On 28 January 2018 The Irish Times published in its online edition an article under the heading “Lower epilepsy medication helped me study but I ended up in a coma”. The article outlined how a student (the complainant) had reduced his anti-epilepsy medication and used cannabis oil in an attempt to be better able to study for his Leaving Certificate. However shortly after going to college he had suffered “a very dangerous, life-threatening seizure”. The article reported that the complainant’s doctor had advised him that reducing his medication had not been “a good idea”.
Sean Fenton made a formal complaint to the Office of the Press Ombudsman. He explained his history of his epilepsy and how his medication had made it hard for him to study. After a disappointing Leaving Certificate result in 2016 he had reduced his medication and had a much improved Leaving Certificate result in 2017. He stated that he felt the article misrepresented what he had said, was misleading and had “deliberately … discredited” him and had sensationalised his experience. He said that in his opinion the article breached Principle 1 and Principle 3 of the Code of Practice.
The Irish Times in a submission to the Office of the Press Ombudsman stood over the article as published, stating that it had not been inaccurate or misleading or given a “distorted picture” of what Mr Fenton had told the journalist. The editor stated that the article had been based on five conversations Mr Fenton had with the journalist, that the entire article had been read to him prior to it being filed, and that some comments he had made had been deleted from the article at his request. The editor offered to delete the article “in its entirety” from the digital archive of The Irish Times provided that Mr Fenton withdraw allegations that the article inaccurately reported what he told the journalist, that he delete a social media post where he made accusations against the journalist and that he promise not to repeat the accusations in the future.
Mr Fenton agreed to delete his social media comments and undertook not to repeat the accusations, but he did not offer to withdraw the allegation that the article inaccurately reported what he told the journalist.

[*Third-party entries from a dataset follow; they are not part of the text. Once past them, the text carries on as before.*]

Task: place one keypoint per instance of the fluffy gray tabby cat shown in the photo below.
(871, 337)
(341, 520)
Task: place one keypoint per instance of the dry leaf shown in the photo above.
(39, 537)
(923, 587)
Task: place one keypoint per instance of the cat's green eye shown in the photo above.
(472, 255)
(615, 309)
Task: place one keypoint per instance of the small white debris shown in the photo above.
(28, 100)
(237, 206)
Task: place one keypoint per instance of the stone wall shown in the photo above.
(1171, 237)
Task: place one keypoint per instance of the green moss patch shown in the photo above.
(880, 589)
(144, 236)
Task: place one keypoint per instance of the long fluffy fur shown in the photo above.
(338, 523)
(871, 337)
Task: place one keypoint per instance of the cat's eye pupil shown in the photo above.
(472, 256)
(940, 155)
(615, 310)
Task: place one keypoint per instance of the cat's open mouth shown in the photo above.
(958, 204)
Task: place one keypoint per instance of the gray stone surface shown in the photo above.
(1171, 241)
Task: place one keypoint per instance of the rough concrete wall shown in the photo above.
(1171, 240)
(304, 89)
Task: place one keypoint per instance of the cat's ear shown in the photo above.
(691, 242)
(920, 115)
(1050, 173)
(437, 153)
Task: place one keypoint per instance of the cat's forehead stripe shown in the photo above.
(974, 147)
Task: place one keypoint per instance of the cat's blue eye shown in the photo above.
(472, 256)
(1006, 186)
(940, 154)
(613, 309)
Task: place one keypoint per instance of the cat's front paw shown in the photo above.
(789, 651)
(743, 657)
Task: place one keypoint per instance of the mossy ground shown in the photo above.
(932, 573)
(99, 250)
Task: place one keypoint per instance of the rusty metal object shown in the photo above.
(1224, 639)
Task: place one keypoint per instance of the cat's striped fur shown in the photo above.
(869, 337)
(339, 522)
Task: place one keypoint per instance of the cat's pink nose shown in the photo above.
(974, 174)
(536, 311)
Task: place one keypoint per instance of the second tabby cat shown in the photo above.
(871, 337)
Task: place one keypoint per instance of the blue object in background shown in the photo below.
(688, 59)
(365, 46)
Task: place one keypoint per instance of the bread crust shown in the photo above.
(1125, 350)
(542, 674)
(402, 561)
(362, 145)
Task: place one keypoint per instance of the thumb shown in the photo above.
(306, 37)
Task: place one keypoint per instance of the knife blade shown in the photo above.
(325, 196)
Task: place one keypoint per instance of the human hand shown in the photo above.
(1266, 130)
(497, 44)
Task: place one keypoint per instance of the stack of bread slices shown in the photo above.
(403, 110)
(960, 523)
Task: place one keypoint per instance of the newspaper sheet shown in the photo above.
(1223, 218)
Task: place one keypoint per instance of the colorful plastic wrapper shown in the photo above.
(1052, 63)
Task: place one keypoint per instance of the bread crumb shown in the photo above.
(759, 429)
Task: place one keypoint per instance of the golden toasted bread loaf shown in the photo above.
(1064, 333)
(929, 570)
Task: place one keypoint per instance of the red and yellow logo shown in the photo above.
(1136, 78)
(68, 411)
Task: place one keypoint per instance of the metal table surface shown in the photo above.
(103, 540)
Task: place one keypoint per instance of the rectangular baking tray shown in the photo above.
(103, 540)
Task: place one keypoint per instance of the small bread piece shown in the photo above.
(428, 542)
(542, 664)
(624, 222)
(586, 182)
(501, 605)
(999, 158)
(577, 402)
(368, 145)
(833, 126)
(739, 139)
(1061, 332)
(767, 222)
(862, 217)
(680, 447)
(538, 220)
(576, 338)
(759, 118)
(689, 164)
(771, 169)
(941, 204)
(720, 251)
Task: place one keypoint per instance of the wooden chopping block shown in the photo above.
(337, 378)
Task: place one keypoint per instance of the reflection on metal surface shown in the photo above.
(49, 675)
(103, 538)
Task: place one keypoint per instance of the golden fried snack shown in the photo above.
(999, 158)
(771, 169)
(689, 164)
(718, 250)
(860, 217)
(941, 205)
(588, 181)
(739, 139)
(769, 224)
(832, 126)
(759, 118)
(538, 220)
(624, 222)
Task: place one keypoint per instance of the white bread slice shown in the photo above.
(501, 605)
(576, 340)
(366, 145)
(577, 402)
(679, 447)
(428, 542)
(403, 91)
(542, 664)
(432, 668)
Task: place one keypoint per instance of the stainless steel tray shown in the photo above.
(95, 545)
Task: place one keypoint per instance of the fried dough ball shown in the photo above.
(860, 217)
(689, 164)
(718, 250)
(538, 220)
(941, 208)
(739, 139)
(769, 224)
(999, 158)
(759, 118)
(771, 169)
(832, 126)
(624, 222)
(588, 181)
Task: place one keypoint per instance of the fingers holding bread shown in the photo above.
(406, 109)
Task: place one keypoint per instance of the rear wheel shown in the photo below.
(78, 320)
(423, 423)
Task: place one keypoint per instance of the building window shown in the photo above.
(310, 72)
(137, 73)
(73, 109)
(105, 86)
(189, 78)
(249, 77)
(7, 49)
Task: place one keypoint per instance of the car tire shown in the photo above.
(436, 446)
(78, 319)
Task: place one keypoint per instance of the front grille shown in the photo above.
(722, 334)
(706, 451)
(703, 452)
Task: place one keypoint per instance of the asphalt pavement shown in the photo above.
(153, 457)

Mr Fenton reiterated his belief that the article had contained “inaccurate information” and had “blackened the name of someone who is just trying to help and give hope to people with epilepsy in achieving their goals”.
As the complaint could not be resolved by conciliation it was forwarded to the Press Ombudsman for a decision.
I am not upholding this complaint as I do not believe the article breached Principle 1 or Principle 3 of the Code of Practice.
Principle 1 requires the press to strive at all times for truth and accuracy. In this instance the journalist took considerable care in ensuring that the article based on her conversations with Mr Fenton accurately reflected his experience and what he had said to her. The disagreement as to the interpretation of what he had said took place after publication and the journalist could not have known or anticipated Mr Fenton’s reaction to the article.
Principle 3 requires the press to strive at all times for fair procedures and honesty in the procuring and publishing of news and information and to avoid misrepresentation or subterfuge in the obtaining of information. The journalist’s approach to Mr Fenton (through social media) was unusual but her intentions were clearly stated. Her action in reading out to Mr Fenton her article in advance of filing it and deleting comments as requested clearly shows her determination to be fair to Mr Fenton and to accurately reflect his views.